この紋章は帝室の者であるという証明であり、これを用いた帝室の詐称は問答無用で手足の指を全て截断された上で火炙りの刑に処すると法で定められている。
だから疑う余地が無かったのも事実であった。
「云っとくが、仮にこれを発行したのが聖帝だろうと大僧正だろうとその冒険者がBランクになる事ァないからな? そうやって国家権力に悪用されるのを防ぐ為に冒険者ギルドはどこの国からもどんな宗教からも独立する権利を持つ事を許されているンだからよ」
私は利用されていたのか……そう思うと私の心は暗然とした。
「あの二人が冒険者ギルドに加入した時に教えられたマニュアルを覚えていればこんな事態にはならなかったろうよ。聖帝から呼び出しを受けたとしてもギルドに逃げ込ンじまえばどうにでもなったンだ。だから俺も爺さんも因果応報だと吐き捨てたンだよ」
結局、己の浅慮で自分の首を絞めただけの話だったのか。
いや、違う。そもそも受付である私がニセの免許証を鵜呑みにしなければ双子の冒険者は道を踏み外すことなんてなかったのだ。

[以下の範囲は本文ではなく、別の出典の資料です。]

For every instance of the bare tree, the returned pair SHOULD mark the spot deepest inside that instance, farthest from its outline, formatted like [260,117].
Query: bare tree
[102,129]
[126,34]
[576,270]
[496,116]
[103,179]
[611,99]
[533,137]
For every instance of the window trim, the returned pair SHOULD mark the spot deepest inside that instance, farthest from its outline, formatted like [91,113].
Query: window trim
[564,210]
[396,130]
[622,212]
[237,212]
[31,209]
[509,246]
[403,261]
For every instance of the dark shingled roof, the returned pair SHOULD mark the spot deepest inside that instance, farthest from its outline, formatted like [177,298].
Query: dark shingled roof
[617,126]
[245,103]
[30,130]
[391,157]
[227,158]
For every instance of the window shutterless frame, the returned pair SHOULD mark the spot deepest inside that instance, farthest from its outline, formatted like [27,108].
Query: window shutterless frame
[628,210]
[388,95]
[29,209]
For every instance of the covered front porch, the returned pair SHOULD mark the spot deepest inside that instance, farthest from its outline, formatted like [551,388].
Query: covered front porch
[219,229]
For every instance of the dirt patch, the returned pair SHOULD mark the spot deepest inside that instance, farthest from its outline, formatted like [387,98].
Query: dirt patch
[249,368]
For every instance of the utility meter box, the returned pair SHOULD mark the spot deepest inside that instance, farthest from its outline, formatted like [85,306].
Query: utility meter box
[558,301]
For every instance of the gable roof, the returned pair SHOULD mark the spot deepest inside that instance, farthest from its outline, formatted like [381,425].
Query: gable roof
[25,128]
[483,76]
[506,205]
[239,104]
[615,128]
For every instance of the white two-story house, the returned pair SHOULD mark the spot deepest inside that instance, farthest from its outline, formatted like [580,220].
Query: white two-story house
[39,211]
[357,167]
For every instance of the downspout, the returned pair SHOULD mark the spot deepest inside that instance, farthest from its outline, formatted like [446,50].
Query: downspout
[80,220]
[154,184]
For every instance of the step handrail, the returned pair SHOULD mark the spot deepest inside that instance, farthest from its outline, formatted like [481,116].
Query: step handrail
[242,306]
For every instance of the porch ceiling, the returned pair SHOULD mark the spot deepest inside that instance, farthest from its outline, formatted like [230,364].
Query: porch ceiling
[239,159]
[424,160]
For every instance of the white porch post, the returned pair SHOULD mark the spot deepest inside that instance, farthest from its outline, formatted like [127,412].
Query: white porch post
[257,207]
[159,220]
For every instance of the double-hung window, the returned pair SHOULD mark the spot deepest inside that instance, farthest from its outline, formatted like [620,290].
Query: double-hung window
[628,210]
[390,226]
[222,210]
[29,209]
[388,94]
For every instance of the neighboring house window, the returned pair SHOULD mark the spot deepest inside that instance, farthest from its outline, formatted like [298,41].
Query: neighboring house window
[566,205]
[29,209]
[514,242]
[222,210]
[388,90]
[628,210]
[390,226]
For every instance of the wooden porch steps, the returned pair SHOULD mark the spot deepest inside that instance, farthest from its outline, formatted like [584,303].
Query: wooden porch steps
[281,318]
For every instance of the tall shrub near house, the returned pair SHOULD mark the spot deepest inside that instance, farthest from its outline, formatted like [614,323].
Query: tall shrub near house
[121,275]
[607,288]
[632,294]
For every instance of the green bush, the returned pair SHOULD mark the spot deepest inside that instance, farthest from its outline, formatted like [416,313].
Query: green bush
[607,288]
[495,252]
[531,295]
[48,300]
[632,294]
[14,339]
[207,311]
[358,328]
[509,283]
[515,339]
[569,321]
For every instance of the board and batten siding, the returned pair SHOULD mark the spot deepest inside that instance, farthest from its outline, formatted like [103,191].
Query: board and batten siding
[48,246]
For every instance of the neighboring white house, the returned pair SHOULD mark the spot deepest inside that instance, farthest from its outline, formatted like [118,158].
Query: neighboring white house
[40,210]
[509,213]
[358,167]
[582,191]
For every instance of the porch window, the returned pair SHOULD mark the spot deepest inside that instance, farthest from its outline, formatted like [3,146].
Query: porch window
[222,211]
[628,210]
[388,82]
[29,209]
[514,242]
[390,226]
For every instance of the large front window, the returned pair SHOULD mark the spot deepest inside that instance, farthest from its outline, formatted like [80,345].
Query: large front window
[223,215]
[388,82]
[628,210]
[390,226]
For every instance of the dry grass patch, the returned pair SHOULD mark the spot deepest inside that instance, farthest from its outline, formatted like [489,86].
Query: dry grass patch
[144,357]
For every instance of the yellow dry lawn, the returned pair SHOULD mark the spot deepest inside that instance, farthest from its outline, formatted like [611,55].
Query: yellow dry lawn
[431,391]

そんな物など何の効力も発揮しないと知らなかった私自身の怠慢こそが罰せられるべきなのではないのかと、自分を責めずにはおれなかった。
「ならば、その罪を向後の戒めとするが良かろう」
頭の上に乗せられた大きくて温かい手に、私は知らずに俯いていた顔を上げた。
なんと大僧正様が私の頭を優しく撫でて下されていたのだ。
その横ではギルド長も私を力付けるように笑っている。
「この世に罪を犯さぬ者などおらぬ。かつて、罪深き者の中にこそ聖人が生まれると宣った御方がおったが、その意味は、"自らが犯した罪を畏れる者こそ悔い改め、慈悲を持って世の為、人の為に尽くす”という事ぢゃ」
ギルド長が意地悪そうな顔で大僧正様を親指で示した。
「何とも有り難いお言葉だが、この爺さんこそがその実践者なンだぜ?」
大僧正様はギルド長を横目で睨みつつ咳払いをして、改めて私と向き合われた。
「ギルド長の申す通りぢゃ。かつての愚僧はスラム街を牛耳る無頼でな。それこそ無法の限りを尽くしたものぢゃよ」
いきなり信じられない事を聞かされて狼狽しかけたけど、確かに大僧正様はあの男にスラム街でぶいぶい云わせていた、とおっしゃっていた記憶がある。
「スラムのボスに収まって満足していれば良かったものを、図に乗っていた愚僧は、日頃からスラムの住民を"ゴミ”だの"汚物”だのと馬鹿にしていた貴族の屋敷に討ち入ってな、金目の物や貴族の娘、若い女中など奪えるだけ奪って屋敷に火を放って逃げたのぢゃ」
屋敷の主である貴族は襲撃の際に護衛の騎士共々、大僧正様の槍によって田楽刺しにされたそうだ。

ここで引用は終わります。